The two verbs are fully different verbs with meanings at least to the Spanish speaker that aren't the same at all. So remember the cardinal rule of translation when you're translating from the English: translate meaning, not words.
The Spanish verb conocer, which comes from the same root as the English words "cognition" and "recognize," generally means "to be familiar with." You would use it in constructions such as these:
- Conozco a Pedro. I know Pedro.
- ¿Conoces a María? Do you know María?
- No conozco Nueva York. I don't know New York, or I haven't been to New York.
- Conócete a ti mismo. Know yourself.
- No sé nada. I don't know anything.
- Él no sabe nadar. He doesn't know how to swim.
- No sé nada de Pedro. I don't have any news about Pedro.
Conocer also can mean "to meet," just as we use might say in English, "pleased to know you" upon meeting someone. Often when conocer is used in the preterite it has this meaning: Conocí a mi esposa en Vancouver, I met my wife in Vancouver. In some contexts it also can mean "to recognize," although there also is a verb, reconocer, that means "to recognize."
And saber can mean "to have flavor," as in sabe bien, it tastes good (estar also is sometimes used in the same way).
Not surprisingly, since both conocer and saber are fairly common verbs, both are irregular, the latter one highly so. Note the accent in sé, the first-person present singular of saber, to distinguish it from se, a reflexive pronoun.
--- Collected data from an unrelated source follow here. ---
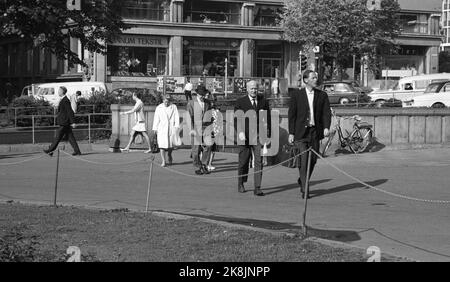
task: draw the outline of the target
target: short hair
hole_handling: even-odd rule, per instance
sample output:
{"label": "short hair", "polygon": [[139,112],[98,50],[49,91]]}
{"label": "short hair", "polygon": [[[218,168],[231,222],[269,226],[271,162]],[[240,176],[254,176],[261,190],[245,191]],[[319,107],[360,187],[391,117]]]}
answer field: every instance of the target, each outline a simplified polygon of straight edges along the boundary
{"label": "short hair", "polygon": [[76,95],[76,96],[81,96],[81,91],[78,90],[77,92],[75,92],[75,95]]}
{"label": "short hair", "polygon": [[305,72],[303,73],[303,77],[302,77],[303,82],[305,82],[305,79],[309,78],[310,73],[316,73],[316,72],[313,70],[305,70]]}
{"label": "short hair", "polygon": [[134,92],[133,95],[135,95],[138,99],[141,99],[141,100],[142,100],[142,98],[144,96],[143,93],[139,92],[139,91]]}
{"label": "short hair", "polygon": [[167,101],[170,102],[170,101],[172,101],[172,96],[170,96],[170,94],[164,94],[164,95],[163,95],[163,101],[164,101],[164,100],[167,100]]}
{"label": "short hair", "polygon": [[254,84],[256,85],[256,87],[259,86],[258,81],[252,79],[252,80],[247,81],[247,83],[246,83],[247,88],[248,88],[248,85],[249,85],[250,83],[254,83]]}
{"label": "short hair", "polygon": [[59,87],[59,88],[63,90],[64,94],[66,94],[66,93],[67,93],[67,88],[66,88],[66,87],[64,87],[64,86],[61,86],[61,87]]}

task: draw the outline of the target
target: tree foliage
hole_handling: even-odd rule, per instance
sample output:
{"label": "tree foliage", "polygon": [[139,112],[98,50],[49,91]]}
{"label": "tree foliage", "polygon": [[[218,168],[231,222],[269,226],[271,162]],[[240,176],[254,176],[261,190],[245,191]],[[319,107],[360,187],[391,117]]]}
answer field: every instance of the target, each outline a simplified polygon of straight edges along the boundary
{"label": "tree foliage", "polygon": [[72,52],[69,38],[104,54],[106,44],[126,27],[120,0],[84,0],[81,10],[68,10],[63,0],[0,0],[0,38],[19,36],[45,48],[70,66],[85,62]]}
{"label": "tree foliage", "polygon": [[382,0],[381,9],[369,10],[366,0],[285,0],[280,24],[284,38],[308,52],[321,46],[343,66],[352,55],[377,63],[377,48],[395,49],[400,33],[395,0]]}

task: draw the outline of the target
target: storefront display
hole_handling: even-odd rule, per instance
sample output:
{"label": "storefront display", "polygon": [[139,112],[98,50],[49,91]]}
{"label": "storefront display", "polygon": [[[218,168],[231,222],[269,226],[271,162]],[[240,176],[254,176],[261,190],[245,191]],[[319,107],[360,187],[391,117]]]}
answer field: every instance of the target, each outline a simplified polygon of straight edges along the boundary
{"label": "storefront display", "polygon": [[121,35],[108,45],[107,75],[153,76],[167,72],[167,37]]}
{"label": "storefront display", "polygon": [[240,40],[186,38],[183,46],[184,75],[237,76]]}

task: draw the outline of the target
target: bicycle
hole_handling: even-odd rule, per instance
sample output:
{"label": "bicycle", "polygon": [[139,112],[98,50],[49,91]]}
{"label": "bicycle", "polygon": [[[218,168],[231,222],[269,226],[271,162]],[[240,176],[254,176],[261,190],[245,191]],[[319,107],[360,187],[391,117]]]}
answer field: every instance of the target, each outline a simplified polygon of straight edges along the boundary
{"label": "bicycle", "polygon": [[[322,156],[325,157],[327,150],[330,148],[331,143],[333,141],[336,132],[338,133],[339,142],[342,148],[349,147],[350,151],[354,154],[359,154],[364,152],[367,147],[372,143],[373,138],[373,130],[372,125],[367,122],[362,121],[361,117],[358,115],[354,115],[349,118],[337,117],[336,112],[332,109],[331,114],[336,119],[336,126],[334,129],[331,129],[328,140],[323,147],[321,152]],[[352,119],[355,121],[353,124],[353,131],[351,133],[348,130],[345,130],[346,136],[344,137],[342,128],[341,128],[341,119]]]}

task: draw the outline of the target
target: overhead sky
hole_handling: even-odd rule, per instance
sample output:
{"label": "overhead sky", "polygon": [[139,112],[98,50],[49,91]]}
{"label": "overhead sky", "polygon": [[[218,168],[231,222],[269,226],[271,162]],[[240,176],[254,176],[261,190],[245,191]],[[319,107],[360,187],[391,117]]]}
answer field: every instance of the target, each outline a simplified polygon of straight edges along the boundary
{"label": "overhead sky", "polygon": [[398,0],[404,10],[442,12],[442,0]]}

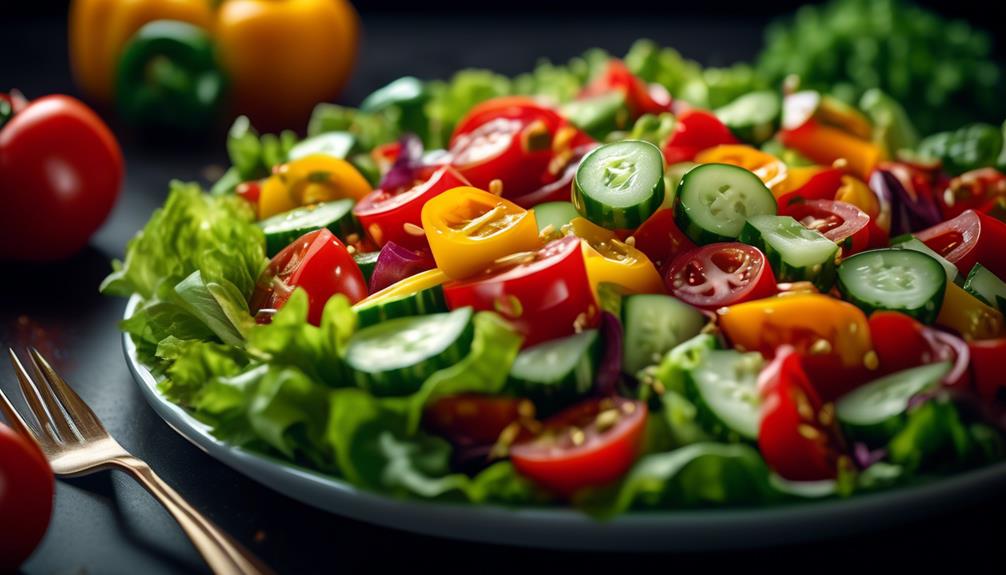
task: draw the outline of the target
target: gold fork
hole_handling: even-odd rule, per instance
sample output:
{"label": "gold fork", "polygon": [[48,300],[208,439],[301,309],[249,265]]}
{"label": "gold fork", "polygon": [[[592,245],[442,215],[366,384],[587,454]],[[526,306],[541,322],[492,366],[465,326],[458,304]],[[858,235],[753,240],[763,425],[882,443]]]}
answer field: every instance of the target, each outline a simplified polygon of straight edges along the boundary
{"label": "gold fork", "polygon": [[14,350],[8,352],[21,394],[38,427],[25,422],[3,390],[0,390],[0,412],[16,432],[38,444],[56,475],[74,477],[104,469],[125,471],[167,508],[215,573],[272,573],[250,551],[193,509],[149,465],[119,445],[37,349],[29,348],[37,383]]}

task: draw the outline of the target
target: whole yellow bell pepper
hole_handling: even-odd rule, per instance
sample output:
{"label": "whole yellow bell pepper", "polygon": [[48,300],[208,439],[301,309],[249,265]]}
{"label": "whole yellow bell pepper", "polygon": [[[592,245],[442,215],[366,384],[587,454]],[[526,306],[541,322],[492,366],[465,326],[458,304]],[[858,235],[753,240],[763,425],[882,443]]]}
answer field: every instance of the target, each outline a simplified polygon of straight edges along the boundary
{"label": "whole yellow bell pepper", "polygon": [[264,219],[342,198],[359,201],[370,192],[370,183],[346,160],[312,154],[273,169],[262,183],[258,216]]}
{"label": "whole yellow bell pepper", "polygon": [[233,111],[265,131],[302,126],[315,104],[338,95],[359,40],[348,0],[73,0],[70,64],[85,96],[111,103],[123,45],[154,20],[207,30]]}
{"label": "whole yellow bell pepper", "polygon": [[478,188],[453,188],[430,199],[422,222],[437,267],[453,279],[541,247],[534,212]]}
{"label": "whole yellow bell pepper", "polygon": [[568,226],[563,226],[563,231],[582,240],[583,261],[595,296],[597,286],[602,283],[622,286],[629,293],[666,292],[653,262],[643,252],[619,240],[615,232],[585,218],[573,218]]}
{"label": "whole yellow bell pepper", "polygon": [[758,176],[765,187],[775,188],[786,181],[786,164],[782,160],[757,148],[741,144],[724,144],[703,150],[695,156],[699,164],[732,164]]}
{"label": "whole yellow bell pepper", "polygon": [[214,14],[206,0],[73,0],[70,68],[85,96],[111,103],[122,47],[154,20],[180,20],[212,31]]}
{"label": "whole yellow bell pepper", "polygon": [[992,339],[1003,333],[1003,314],[959,285],[947,282],[936,325],[952,329],[969,341]]}

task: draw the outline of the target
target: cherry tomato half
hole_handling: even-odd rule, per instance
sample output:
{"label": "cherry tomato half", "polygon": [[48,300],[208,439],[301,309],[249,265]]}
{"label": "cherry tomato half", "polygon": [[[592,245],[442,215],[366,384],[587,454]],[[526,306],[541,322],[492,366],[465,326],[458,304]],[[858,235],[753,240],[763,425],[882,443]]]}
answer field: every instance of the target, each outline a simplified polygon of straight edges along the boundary
{"label": "cherry tomato half", "polygon": [[629,470],[639,456],[646,415],[642,402],[587,400],[545,421],[538,437],[512,446],[510,459],[522,475],[569,497]]}
{"label": "cherry tomato half", "polygon": [[52,470],[38,448],[0,423],[0,572],[17,571],[42,540],[54,489]]}
{"label": "cherry tomato half", "polygon": [[792,348],[780,348],[759,376],[758,449],[765,463],[786,479],[832,479],[842,451],[834,408],[821,402],[800,359]]}
{"label": "cherry tomato half", "polygon": [[1006,277],[1006,223],[974,210],[917,232],[927,246],[967,275],[981,263],[998,277]]}
{"label": "cherry tomato half", "polygon": [[634,118],[671,111],[671,94],[666,88],[659,84],[648,86],[617,58],[608,61],[604,72],[588,84],[579,97],[590,98],[613,91],[625,94],[625,103]]}
{"label": "cherry tomato half", "polygon": [[1002,376],[1006,338],[969,341],[968,348],[978,395],[990,403],[1006,405],[1006,378]]}
{"label": "cherry tomato half", "polygon": [[803,227],[817,230],[849,256],[870,245],[870,216],[856,206],[835,200],[808,200],[780,207],[779,214],[791,216]]}
{"label": "cherry tomato half", "polygon": [[423,206],[427,200],[451,188],[470,185],[450,166],[428,170],[423,176],[423,181],[408,188],[378,188],[353,207],[353,215],[378,246],[388,242],[409,248],[426,246],[426,235],[409,233],[405,224],[422,227]]}
{"label": "cherry tomato half", "polygon": [[367,297],[360,266],[327,228],[304,234],[276,254],[256,282],[252,313],[262,318],[259,312],[278,310],[296,288],[307,292],[308,321],[314,325],[321,324],[321,312],[335,294],[345,295],[349,303]]}
{"label": "cherry tomato half", "polygon": [[685,303],[707,310],[776,293],[775,276],[754,246],[709,244],[678,256],[664,277],[667,289]]}
{"label": "cherry tomato half", "polygon": [[69,96],[14,110],[0,129],[0,259],[69,257],[112,211],[122,151],[101,118]]}
{"label": "cherry tomato half", "polygon": [[499,180],[504,197],[519,197],[545,183],[551,140],[544,122],[495,118],[454,139],[451,165],[476,188]]}
{"label": "cherry tomato half", "polygon": [[664,161],[667,165],[690,162],[707,148],[722,144],[736,144],[730,128],[712,112],[692,108],[678,115],[674,132],[664,144]]}
{"label": "cherry tomato half", "polygon": [[572,236],[445,284],[444,298],[451,309],[496,311],[524,335],[524,347],[590,327],[598,315],[580,239]]}
{"label": "cherry tomato half", "polygon": [[870,315],[870,335],[879,363],[877,376],[928,363],[953,364],[943,381],[950,387],[968,385],[971,352],[964,341],[933,329],[903,313],[877,311]]}
{"label": "cherry tomato half", "polygon": [[950,180],[938,194],[944,219],[954,218],[964,210],[981,210],[997,198],[1006,197],[1006,174],[995,168],[965,172]]}

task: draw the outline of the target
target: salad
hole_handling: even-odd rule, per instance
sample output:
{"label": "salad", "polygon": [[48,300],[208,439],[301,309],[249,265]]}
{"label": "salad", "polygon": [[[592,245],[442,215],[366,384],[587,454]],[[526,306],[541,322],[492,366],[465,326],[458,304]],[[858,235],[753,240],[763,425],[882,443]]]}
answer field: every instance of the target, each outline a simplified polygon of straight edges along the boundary
{"label": "salad", "polygon": [[792,80],[710,109],[639,46],[239,119],[102,286],[162,393],[364,489],[600,517],[1001,461],[1003,129]]}

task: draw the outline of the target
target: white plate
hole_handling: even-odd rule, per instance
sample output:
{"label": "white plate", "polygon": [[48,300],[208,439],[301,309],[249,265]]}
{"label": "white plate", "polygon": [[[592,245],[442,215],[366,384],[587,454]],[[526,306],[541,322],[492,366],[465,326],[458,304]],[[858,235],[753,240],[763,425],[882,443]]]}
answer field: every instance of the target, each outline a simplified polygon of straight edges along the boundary
{"label": "white plate", "polygon": [[[126,317],[139,298],[130,299]],[[196,447],[240,473],[308,505],[368,523],[488,543],[591,551],[709,550],[796,543],[881,529],[973,503],[1006,486],[1006,462],[925,485],[847,500],[748,509],[630,513],[600,522],[568,509],[508,509],[403,501],[218,441],[169,402],[124,335],[126,361],[144,397]]]}

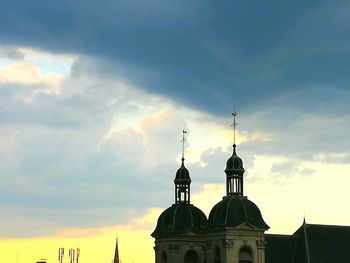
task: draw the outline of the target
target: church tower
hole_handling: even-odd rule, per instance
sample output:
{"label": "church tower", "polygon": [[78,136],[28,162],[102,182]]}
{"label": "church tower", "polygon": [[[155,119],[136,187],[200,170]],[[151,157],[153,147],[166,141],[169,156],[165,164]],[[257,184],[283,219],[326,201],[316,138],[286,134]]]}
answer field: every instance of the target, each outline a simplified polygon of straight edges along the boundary
{"label": "church tower", "polygon": [[243,194],[243,161],[236,153],[234,116],[233,153],[226,162],[226,196],[209,214],[208,262],[265,263],[264,232],[269,229],[259,208]]}
{"label": "church tower", "polygon": [[181,166],[175,175],[175,203],[158,218],[155,238],[156,263],[206,262],[205,229],[207,217],[191,204],[191,177],[185,167],[183,131]]}

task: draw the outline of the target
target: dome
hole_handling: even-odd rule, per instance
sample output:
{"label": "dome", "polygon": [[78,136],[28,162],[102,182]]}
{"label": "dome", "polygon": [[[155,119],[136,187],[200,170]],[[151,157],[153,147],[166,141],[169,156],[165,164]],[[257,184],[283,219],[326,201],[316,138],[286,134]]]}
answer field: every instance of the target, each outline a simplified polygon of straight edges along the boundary
{"label": "dome", "polygon": [[245,196],[225,196],[209,214],[209,228],[237,227],[248,224],[258,229],[269,229],[259,208]]}
{"label": "dome", "polygon": [[207,217],[191,204],[178,203],[167,208],[158,218],[156,229],[151,236],[181,235],[200,233],[207,226]]}
{"label": "dome", "polygon": [[244,173],[243,161],[236,154],[236,144],[233,145],[232,156],[226,162],[225,172]]}
{"label": "dome", "polygon": [[174,183],[175,184],[191,183],[190,173],[184,165],[184,159],[182,159],[181,167],[176,172]]}

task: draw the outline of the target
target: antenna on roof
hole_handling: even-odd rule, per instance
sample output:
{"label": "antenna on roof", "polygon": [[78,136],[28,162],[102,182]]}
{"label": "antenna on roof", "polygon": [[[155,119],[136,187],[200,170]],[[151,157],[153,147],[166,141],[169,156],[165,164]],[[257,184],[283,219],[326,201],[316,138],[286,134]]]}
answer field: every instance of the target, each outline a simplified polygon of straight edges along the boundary
{"label": "antenna on roof", "polygon": [[80,248],[77,247],[77,255],[76,255],[77,263],[79,263],[79,256],[80,256]]}
{"label": "antenna on roof", "polygon": [[236,116],[237,116],[237,112],[236,112],[236,105],[233,105],[233,112],[232,112],[232,116],[233,116],[233,144],[236,145],[236,126],[238,123],[236,123]]}
{"label": "antenna on roof", "polygon": [[187,134],[187,131],[185,129],[182,130],[182,158],[181,158],[181,161],[183,162],[185,160],[185,142],[187,141],[186,139],[186,134]]}
{"label": "antenna on roof", "polygon": [[62,263],[63,257],[64,257],[64,248],[63,248],[63,247],[60,247],[60,248],[58,249],[58,261],[59,261],[60,263]]}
The two verbs also are used in a number of idiomatic phrases. These are among the most common:
- a saber namely
- conocer al dedillo o conocer palmo a palmo to know like the palm of one's hand
- conocer de vista to know by sight
- cuando lo supe when I found out
- dar a conocer to make known
- darse a conocer to make oneself known
- me sabe mal (+ infinitivo) I feel bad about ... (e.g., me sabe mal salir, I feel bad about leaving)
- no saber ni jota (o papa) de algo to not have a clue about something
- no se sabe nobody knows
- para que lo sepas for your information
- que yo sepa as far as I know
- ¿Quién sabe? Who knows?
- se conoce que ... , apparently ...
- según mi leal saber y entender to the best of my knowledge
- ¿Se puede saber ... ? May I ask ... ? (e.g., ¿Se puede saber dónde fuiste? May I ask where you went?)
- se sabe que it is known that
- vete (tú) a saber goodness knows
- ¡Yo que sé! How am I supposed to know?